Registration No. 33-49881
SECURITIES AND EXCHANGE COMMISSION
WASHINGTON, D.C. 20549
POST-EFFECTIVE AMENDMENT NO. 1
TO
FORM S-3
REGISTRATION STATEMENT
UNDER THE SECURITIES ACT OF 1933
NATIONSBANK CORPORATION
(Exact name of registrant as specified in its charter)
North Carolina 56-0906609
(State or other jurisdiction (I.R.S. Employer
of incorporation or organization) Identification No.)

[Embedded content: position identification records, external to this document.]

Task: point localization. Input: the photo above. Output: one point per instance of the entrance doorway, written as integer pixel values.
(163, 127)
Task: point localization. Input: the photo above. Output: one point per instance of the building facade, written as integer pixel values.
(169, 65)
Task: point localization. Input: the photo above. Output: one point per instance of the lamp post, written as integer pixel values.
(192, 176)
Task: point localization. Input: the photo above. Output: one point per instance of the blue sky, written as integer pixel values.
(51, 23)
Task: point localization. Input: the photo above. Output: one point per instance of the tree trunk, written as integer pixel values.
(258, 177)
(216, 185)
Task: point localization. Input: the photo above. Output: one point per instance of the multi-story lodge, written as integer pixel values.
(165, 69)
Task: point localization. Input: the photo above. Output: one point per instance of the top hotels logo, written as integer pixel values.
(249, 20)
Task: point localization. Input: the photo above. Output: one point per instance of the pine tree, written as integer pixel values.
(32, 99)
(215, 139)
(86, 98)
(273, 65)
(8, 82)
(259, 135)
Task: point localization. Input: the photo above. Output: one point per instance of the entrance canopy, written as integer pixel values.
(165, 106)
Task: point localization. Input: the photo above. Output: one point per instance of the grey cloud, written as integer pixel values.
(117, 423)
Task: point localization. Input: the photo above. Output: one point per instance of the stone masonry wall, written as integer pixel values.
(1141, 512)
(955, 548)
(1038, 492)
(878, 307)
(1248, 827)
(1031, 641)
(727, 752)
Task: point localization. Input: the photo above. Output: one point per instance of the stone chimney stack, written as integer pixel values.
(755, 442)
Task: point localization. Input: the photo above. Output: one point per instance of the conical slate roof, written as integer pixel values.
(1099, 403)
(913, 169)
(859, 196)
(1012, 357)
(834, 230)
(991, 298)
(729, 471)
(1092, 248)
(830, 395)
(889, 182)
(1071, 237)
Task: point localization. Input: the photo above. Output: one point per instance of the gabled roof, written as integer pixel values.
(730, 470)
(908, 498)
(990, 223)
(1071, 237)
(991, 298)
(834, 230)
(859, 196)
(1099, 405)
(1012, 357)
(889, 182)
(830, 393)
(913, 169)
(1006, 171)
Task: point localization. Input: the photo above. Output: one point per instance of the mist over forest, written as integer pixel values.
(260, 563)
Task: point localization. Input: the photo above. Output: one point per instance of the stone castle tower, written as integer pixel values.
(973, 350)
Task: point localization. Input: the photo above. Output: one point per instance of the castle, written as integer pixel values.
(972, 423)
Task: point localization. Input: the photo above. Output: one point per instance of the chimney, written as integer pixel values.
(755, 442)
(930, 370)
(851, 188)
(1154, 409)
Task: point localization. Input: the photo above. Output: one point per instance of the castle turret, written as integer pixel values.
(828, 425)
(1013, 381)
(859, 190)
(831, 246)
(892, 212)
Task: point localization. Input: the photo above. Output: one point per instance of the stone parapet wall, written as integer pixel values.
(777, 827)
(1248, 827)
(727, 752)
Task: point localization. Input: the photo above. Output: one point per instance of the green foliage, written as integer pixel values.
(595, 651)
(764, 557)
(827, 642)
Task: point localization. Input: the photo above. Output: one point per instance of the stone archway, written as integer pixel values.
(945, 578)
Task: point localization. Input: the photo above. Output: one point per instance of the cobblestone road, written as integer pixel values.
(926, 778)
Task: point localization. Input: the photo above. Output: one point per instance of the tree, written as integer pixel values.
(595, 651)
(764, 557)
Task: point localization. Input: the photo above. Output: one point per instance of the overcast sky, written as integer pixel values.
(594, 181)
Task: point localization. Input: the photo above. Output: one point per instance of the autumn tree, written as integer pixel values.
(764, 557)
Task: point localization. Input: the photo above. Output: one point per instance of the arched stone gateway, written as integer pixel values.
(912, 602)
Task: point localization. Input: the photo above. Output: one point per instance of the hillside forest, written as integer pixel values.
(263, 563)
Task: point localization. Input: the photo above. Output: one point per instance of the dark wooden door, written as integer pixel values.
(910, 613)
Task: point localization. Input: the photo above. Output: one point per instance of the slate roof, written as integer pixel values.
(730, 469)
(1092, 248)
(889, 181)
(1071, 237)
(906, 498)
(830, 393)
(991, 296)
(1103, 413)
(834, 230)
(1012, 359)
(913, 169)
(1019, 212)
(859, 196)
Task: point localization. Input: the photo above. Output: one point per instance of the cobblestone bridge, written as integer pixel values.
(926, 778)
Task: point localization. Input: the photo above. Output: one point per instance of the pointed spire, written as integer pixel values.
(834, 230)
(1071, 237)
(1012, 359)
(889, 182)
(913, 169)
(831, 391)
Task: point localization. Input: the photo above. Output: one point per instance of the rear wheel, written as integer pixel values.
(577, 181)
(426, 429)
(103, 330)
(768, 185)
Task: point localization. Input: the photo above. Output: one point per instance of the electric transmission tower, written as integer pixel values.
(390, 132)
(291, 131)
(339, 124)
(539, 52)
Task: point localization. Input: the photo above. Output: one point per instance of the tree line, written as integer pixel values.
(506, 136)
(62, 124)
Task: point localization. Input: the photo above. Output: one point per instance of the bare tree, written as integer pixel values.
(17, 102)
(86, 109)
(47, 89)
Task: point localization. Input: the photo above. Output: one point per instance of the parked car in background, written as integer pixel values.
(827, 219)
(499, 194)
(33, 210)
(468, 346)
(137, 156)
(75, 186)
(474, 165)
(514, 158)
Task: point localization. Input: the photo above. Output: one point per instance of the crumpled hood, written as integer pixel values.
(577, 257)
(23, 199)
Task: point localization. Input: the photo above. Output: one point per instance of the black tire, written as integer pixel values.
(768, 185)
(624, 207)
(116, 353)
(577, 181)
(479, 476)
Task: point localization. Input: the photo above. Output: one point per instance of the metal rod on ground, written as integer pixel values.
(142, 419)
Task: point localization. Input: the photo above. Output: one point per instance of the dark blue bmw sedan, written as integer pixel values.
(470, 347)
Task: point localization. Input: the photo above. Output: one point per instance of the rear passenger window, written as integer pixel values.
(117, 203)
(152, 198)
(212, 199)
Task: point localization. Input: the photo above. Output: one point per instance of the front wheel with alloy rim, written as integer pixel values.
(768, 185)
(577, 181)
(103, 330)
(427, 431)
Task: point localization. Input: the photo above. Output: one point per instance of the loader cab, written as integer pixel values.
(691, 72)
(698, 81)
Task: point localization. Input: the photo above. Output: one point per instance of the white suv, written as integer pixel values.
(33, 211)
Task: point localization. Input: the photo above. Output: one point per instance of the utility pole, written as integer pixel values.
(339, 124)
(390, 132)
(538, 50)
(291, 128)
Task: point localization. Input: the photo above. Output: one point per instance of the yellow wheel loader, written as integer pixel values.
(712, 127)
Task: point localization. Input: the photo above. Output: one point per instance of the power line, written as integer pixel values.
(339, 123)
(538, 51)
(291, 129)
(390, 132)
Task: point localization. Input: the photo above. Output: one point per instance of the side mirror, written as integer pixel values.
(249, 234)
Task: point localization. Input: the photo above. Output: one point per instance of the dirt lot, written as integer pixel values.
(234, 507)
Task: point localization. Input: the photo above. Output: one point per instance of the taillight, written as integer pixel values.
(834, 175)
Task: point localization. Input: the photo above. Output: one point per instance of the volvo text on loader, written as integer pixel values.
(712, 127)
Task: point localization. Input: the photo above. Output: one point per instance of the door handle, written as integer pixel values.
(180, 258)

NationsBank Corporate Center
Charlotte, North Carolina
28255
(Address of Principal Executive Offices)
(Zip Code)
Paul J. Polking, Esq.
General Counsel
NationsBank Corporation
NationsBank Corporate Center
Charlotte, North Carolina 28255
(704) 386-5000
(Name, address, including ZIP code, and telephone number,
including area code, of agent for service)
With a copy to:
R. Douglas Harmon, Esq.
Smith Helms Mulliss & Moore, L.L.P
Post Office Box 31247
Charlotte, North Carolina 28231
(704) 343-2000
Termination of Offering.
The Registrant previously registered $4,000,000,000 in
aggregate initial offering price of (i) its unsecured debt
securities, (ii) shares of its preferred stock, and (iii) shares
of its common stock (together, the "Securities") with the
Securities and Exchange Commission on its Registration Statement
on Form S-3 (Registration No. 33-49881) (the "Registration
Statement"). The Registrant hereby states that all of the
Securities have been sold, being an aggregate of $4,000,000,000
in aggregate initial offering price.
SIGNATURES
Pursuant to the requirements of the Securities Act
of 1933, the Registrant certifies that it has reasonable grounds
to believe that it meets all of the requirements for filing on
Form S-3 and has duly caused this Post-Effective Amendment No. 1
to the Registration Statement to be signed on its behalf by the
undersigned, thereunto duly authorized, in the City of Charlotte,
State of North Carolina, on August 9, 1995.